Pour parvenir à l’objectif affiché de neutralité carbone d’ici à 2050, les politiques menées à ce jour par le gouvernement ont misé essentiellement sur l’innovation technologique, avec le passage à l’électrique ou le développement de carburants décarbonés, et sur la lutte contre l’autosolisme, grâce au développement des transports collectifs ou du covoiturage. La recherche d’une alternative réelle à la voiture.
Mais ces politiques ne parviennent toujours pas à inverser la courbe des émissions liées au transport qui, en raison de l’augmentation globale du volume de déplacements, continuent inexorablement d’augmenter. Pourtant les Français, et tout particulièrement les jeunes, souhaitent relever le défi posé par la crise climatique.
Pour preuve, 91 % des Français souhaiteraient pouvoir réduire l’impact écologique de leurs déplacements quotidiens, et 51 % se donnent moins de cinq ans pour réussir à utiliser des moyens de déplacement moins polluants (Les déplacements des Français, Ipsos, 2022). L’enjeu réside donc dans la mise en œuvre de solutions nouvelles qui apportent une alternative réelle à la voiture. Pour accélérer la transition sociale et écologique des modes de vie et répondre aux aspirations des Français, on peut favoriser des modes de vie moins intenses en encourageant l’évitement de certains déplacements et en réduisant les distances à parcourir pour les activités les plus contraintes (travail, santé, courses, accompagnement).
A cette fin, il est donc nécessaire de réorganiser le territoire en concevant de nouveaux bassins de vie, grâce à la relocalisation des emplois, des services (alimentation, santé, loisirs…) et des équipements du quotidien autour des habitations. Outre le développement de nouveaux liens économiques et sociaux, ces nouveaux pôles de vie permettant d’accéder à l’essentiel des services de proximité dans un rayon de moins de quinze kilomètres sont propices à l’usage des mobilités actives et des transports collectifs.

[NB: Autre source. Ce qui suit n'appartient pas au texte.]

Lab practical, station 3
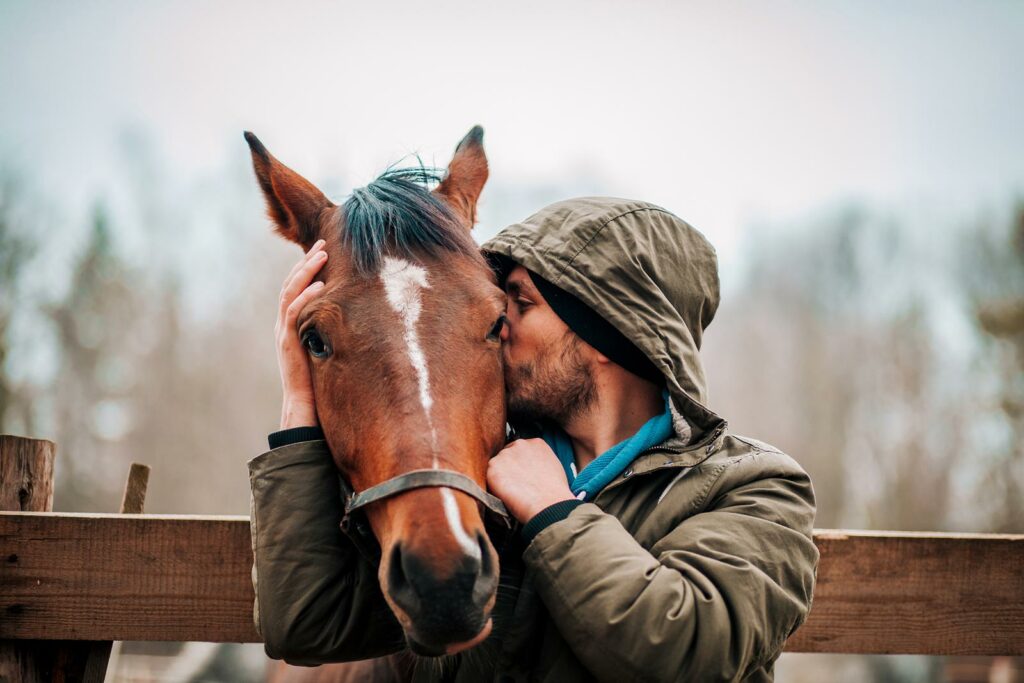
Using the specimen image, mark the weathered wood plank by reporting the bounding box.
[0,513,1024,655]
[785,530,1024,655]
[0,513,258,642]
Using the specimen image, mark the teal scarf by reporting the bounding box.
[541,390,674,501]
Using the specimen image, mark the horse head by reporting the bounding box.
[246,127,505,655]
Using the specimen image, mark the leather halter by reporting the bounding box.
[345,470,509,520]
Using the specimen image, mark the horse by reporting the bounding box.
[246,126,506,680]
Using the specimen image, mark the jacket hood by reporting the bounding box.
[482,197,724,440]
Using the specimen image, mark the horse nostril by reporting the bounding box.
[387,543,419,611]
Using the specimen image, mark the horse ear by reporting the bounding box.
[434,126,487,229]
[246,131,334,251]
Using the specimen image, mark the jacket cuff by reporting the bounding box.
[266,426,324,451]
[519,499,583,545]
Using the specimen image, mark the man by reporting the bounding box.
[252,198,818,681]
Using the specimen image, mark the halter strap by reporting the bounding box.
[345,470,509,521]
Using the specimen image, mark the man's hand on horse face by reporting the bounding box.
[487,438,575,524]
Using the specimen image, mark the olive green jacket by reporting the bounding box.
[250,198,818,683]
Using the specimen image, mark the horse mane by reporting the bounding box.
[342,166,482,274]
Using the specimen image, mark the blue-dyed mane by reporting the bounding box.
[342,167,480,274]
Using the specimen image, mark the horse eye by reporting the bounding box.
[302,328,331,358]
[487,313,507,341]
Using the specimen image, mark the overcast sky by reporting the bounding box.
[0,0,1024,257]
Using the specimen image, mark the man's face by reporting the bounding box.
[502,265,596,425]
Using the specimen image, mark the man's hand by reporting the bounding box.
[487,438,575,524]
[273,240,327,429]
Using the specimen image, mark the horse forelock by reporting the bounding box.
[340,166,482,275]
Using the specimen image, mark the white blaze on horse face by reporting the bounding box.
[441,488,480,559]
[381,256,434,421]
[381,256,480,559]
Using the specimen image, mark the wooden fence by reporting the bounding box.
[0,438,1024,679]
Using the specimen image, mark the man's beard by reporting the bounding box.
[505,330,597,426]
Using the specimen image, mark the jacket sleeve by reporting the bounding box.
[249,439,404,665]
[523,452,818,681]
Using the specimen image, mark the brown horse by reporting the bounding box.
[246,127,505,671]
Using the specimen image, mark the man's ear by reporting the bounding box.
[434,126,487,230]
[246,131,334,251]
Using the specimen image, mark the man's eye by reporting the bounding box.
[302,328,331,358]
[487,313,508,341]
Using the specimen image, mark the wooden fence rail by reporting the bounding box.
[0,512,1024,655]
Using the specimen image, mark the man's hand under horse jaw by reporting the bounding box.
[487,438,575,524]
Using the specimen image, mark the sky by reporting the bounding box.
[0,0,1024,261]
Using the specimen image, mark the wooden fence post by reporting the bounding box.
[0,434,91,683]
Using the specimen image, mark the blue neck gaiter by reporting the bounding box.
[541,390,674,501]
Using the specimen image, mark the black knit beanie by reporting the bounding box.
[488,254,665,385]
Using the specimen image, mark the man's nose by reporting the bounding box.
[498,313,511,342]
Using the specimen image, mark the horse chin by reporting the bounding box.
[406,617,494,657]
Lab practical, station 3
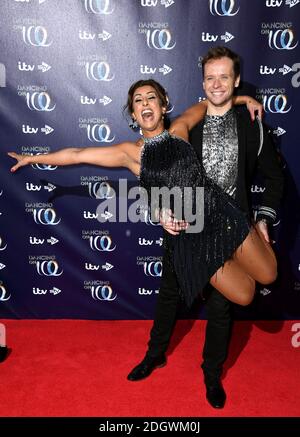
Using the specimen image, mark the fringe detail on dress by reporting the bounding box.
[140,131,250,306]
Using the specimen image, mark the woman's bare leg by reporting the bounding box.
[233,227,277,284]
[210,260,255,306]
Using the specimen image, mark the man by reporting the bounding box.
[127,47,283,408]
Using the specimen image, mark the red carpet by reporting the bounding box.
[0,320,300,417]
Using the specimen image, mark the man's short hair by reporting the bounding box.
[201,46,241,78]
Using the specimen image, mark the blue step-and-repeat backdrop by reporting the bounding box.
[0,0,300,319]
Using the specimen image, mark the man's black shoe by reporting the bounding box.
[127,355,167,381]
[206,381,226,408]
[0,346,8,363]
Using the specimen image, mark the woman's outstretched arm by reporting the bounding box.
[8,142,135,172]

Cela permettrait de réduire les dépenses liées aux déplacements quotidiens (carburant, entretien des véhicules, etc.), au bénéfice de la santé et du pouvoir d’achat des Français. Le désir d’une partie des Français à pouvoir vivre hors des grandes villes devrait mettre un terme aux politiques de « course à la taille » que se livrent les plus grandes des métropoles et à l’hyper-concentration qui en résulte.
Cette aspiration, réactualisée par la crise sanitaire du Covid-19, est une opportunité pour réaménager le territoire national et accélérer ainsi la transition écologique. Cependant, comme c’est hors des grandes villes que la dépendance à la voiture est la plus forte, il est nécessaire de planifier et de réaliser sans attendre un système complet alternatif à la voiture individuelle à l’échelle nationale, bien au-delà des zones urbaines.
Pour des raisons d’économie comme de praticité, cela pourrait passer par la socialisation de l’usage de la route en consacrant une partie de l’important réseau existant aux modes actifs (vélo, marche) et à la mise en place d’un nouveau système cadencé de transports collectifs connectant au sein d’un même réseau aires urbaines et zones peu denses (Stratégie nationale pour sortir du tout-voiture, Pierre Helwig, Forum Vies Mobiles, 2022).
Un tel projet irait dans le sens d’une meilleure qualité de vie dans les territoires, améliorerait leur tissu économique et leur résilience, et serait enfin à la hauteur des enjeux écologiques et sociaux qu’il nous faut aborder sans plus tarder. Un projet susceptible de créer les conditions d’une dynamique politique transpartisane au sein de la nouvelle Assemblée nationale.